The American tourists at The Bus Interchange said that Canberra City, our funny old funny new Civic, was a bit quiet. Well, maybe. Why do I even begin this post with them? We so often want the outside observer to validate us. I wish them well and that they find something special here, and I know they will. They already found something pretty special when they bumped into the The Walking Tour with a Difference yesterday.

The walking tour continues past McMuck and The Bus Interchange, led by the antler girl on stilts

Walking past McMuck at The Bus Interchange. We all remember waiting here and missing buses and lots more!

I’ve thought about this seeming quietness of Civic often.
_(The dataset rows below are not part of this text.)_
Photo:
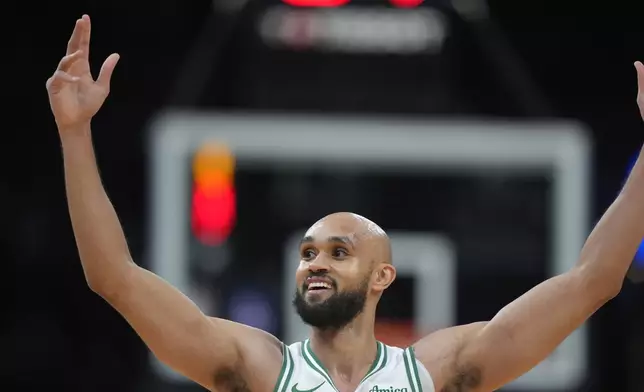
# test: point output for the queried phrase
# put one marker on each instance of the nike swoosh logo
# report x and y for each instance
(294, 389)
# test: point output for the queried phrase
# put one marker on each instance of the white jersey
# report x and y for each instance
(394, 370)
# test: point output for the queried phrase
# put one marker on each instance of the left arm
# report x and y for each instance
(489, 355)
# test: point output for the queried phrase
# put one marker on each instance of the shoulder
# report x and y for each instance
(439, 352)
(260, 357)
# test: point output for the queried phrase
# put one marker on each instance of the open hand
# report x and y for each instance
(74, 96)
(640, 86)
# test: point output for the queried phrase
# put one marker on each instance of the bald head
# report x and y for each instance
(360, 231)
(345, 267)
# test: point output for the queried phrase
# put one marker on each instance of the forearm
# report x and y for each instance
(99, 237)
(609, 250)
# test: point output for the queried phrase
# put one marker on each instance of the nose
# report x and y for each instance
(318, 265)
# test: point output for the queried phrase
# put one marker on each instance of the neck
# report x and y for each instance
(347, 353)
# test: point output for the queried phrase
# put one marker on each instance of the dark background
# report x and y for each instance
(528, 60)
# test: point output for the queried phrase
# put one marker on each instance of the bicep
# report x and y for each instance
(173, 327)
(526, 331)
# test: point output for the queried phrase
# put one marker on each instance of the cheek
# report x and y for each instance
(300, 274)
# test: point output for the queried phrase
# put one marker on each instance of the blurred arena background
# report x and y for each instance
(486, 136)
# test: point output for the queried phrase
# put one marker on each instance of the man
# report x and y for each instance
(345, 267)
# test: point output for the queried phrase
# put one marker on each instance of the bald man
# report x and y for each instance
(345, 267)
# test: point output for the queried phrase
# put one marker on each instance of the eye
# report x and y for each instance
(308, 254)
(339, 252)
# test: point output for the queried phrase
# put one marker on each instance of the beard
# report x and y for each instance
(335, 312)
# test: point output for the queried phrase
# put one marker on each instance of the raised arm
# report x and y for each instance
(486, 356)
(175, 330)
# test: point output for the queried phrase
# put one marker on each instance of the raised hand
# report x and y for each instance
(639, 67)
(74, 96)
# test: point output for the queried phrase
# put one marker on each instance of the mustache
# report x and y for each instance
(324, 275)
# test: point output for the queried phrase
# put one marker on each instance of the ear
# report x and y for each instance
(384, 276)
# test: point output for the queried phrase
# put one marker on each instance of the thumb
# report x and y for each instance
(107, 69)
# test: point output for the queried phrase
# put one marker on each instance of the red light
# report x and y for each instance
(213, 198)
(213, 214)
(316, 3)
(406, 3)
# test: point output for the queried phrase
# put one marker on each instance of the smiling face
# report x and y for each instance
(345, 263)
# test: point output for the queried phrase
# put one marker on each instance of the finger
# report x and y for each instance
(85, 37)
(67, 61)
(639, 67)
(74, 41)
(60, 79)
(107, 69)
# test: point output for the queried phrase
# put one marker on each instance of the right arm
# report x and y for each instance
(171, 325)
(206, 350)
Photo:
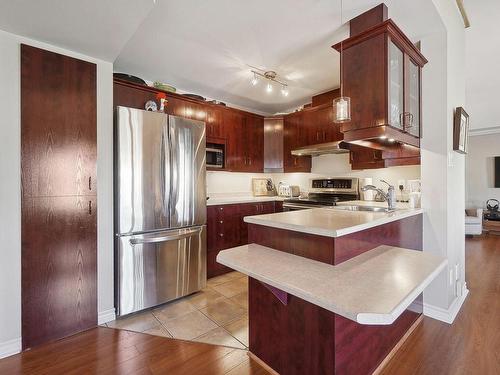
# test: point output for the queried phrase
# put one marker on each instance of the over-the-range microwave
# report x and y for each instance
(215, 157)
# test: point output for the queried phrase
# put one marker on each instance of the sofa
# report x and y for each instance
(474, 222)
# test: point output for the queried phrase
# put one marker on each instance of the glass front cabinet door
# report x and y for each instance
(403, 90)
(412, 98)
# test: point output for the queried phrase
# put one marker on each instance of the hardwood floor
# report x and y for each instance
(110, 351)
(470, 346)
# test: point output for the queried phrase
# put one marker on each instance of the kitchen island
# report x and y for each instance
(344, 308)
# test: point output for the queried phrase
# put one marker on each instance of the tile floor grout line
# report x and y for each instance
(161, 324)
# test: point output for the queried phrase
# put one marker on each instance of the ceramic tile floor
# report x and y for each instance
(216, 315)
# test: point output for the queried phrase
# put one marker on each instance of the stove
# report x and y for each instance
(325, 192)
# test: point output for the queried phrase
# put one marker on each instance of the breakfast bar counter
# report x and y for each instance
(332, 291)
(372, 288)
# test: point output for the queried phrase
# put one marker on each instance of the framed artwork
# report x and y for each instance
(461, 131)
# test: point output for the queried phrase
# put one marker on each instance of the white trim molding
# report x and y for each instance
(10, 347)
(106, 316)
(447, 315)
(484, 131)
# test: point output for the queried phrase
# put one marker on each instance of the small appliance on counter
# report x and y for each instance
(289, 191)
(263, 187)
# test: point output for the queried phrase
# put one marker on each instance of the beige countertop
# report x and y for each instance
(375, 287)
(329, 222)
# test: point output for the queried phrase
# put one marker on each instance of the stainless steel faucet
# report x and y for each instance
(390, 196)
I’ve also thought about the seeming quietness of Newtown and Kings Cross in Sydney, on the first days when I came back from India. Where are all the people, I thought? Is it after all just about contrasts, our perception of the character of a place.

The top hatted guide is drumming up the next stories from passersby and the walking tour mob. The mimes are ready. BOOM.

The antler girl, bird people, the mimes, and the top hatted guide on the patchwork of life, just outside Centrepoint.

What of the ever present rumble of stories here, their burble and surprise? They are never quiet, wherever we are, even on the moon. There are stories in this peace, this quietness, this loneliness and community, this everyday, the fragments we shape to place us, and that then make a place for us, and the stories we tell each other and to strangers when we are asked or have a chance.

The mimes and the antler girl and our top hatted guide at the end of the walking tour, back where we began at the Canberra Times Fountain

At the end of the walking tour, phew we’re thirsty, and you can see an antler girl in the background too

We looped Civic, starting at the Canberra Times Fountain. (Whoops, I didn’t even know that was its name until yesterday. It’s just that fountain kids jump in when it’s too hot, where we decide to meet, that sprays us on windy days as we walk past with our shopping, that we missed when it was turned off in the drought.) Civic of African dances and nightclubs and fundraising, sprawling sheep and protests, riding the elephant on the carousel, ravaged art and watching drug exchanges, ice-rinks, stolen poems, gelato, remainder bookstores and Gus’ – double shot espresso.

Antler girl's dress is blowing up in the wind, the saxophone player and mimes help tether it

Shadows and breezes, outside Gus’s gathering stories

What do we say? What do we know and remember? For me it was the terror of those art bastards The Doug Anthony Allstars, and hiding behind a pillar so to hear their last gig. I stumbled across them while finishing the Christmas shopping and listened to their golden choir voices – I heard it through the grapevine! Sprinting across town to get to the SECOND movie – to The Blair Witch Project! Chasing a runaway toddler, screaming his name as he careened towards the road. My Civic is chaotic, loud and physical. Schmoozing at Spiegeltent Empire and following the banana pulp volley, chewed and spat and caught from mouth to mouth (then trying it), watching a child’s first experience of characters on a stage and the stillness of his deep response. We all had stories. These are some of mine. There were plenty of others, from the participants of the Walking Tour with a Difference and from passersby. I hope to go on a Walking Tour with a Difference again soon.

Public places are also our private places, our quiet city, our secrets, our stories here. Thanks Changing Places and antler girl.